In October 2000, bone-tendon-bone allografts resulted in septic arthritis in two patients in Florida and Louisiana. Those allografts were from a common donor, the CDC reported. They were processed by Regeneration Technologies in Alachua, Fla. Spokesperson Quenta Vettel told ORTHOPEDICS TODAY that the company conducted a trace-back investigation immediately after the problem was discovered. They found that the tissue had been released before undergoing terminal sterilization with gamma irradiation.

“We went back in and reviewed these two cases and added several preventative measures to the data entry system to further safeguard against the inadvertent release of tissue. We did a full review of all the tissue that was in-house at the time” and concluded that the cases were isolated, Vettel said.

A statement from the American Association of Tissue Banks (AATB) called the CDC reports “very disturbing.” AATB is a nonprofit scientific professional organization that accredits tissue banks to assure that human tissues used in transplantations are safe and free of infectious diseases.

According to the AATB’s Web site, neither Cryolife nor Regeneration Technologies are accredited by the association.

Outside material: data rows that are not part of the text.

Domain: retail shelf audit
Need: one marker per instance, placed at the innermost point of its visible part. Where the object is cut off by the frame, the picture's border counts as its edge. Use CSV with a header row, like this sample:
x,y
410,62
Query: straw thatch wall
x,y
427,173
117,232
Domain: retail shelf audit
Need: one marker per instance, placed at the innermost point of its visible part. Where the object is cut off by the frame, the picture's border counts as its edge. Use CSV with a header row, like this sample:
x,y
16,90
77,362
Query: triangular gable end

Vogeltanz said Cryolife is not a member of the AATB because it consists of competing tissue processors.

The AATB statement said that while the ACL infection cases are “tragic,” they represent only four of the 750,000 allografts distributed for transplantation in 1999 (.0005%). Cryolife said the company has processed tissue from over 60,000 donors in 17 years without a known incident of C. sordelli infection.

Clinicians should consider possible clostridial infection in patients with evidence of infection following allograft implantation, the CDC report said. Signs of sepsis, as well as fever, hemodynamic compromise and/or major abdominal pain should be looked for during clinical evaluation.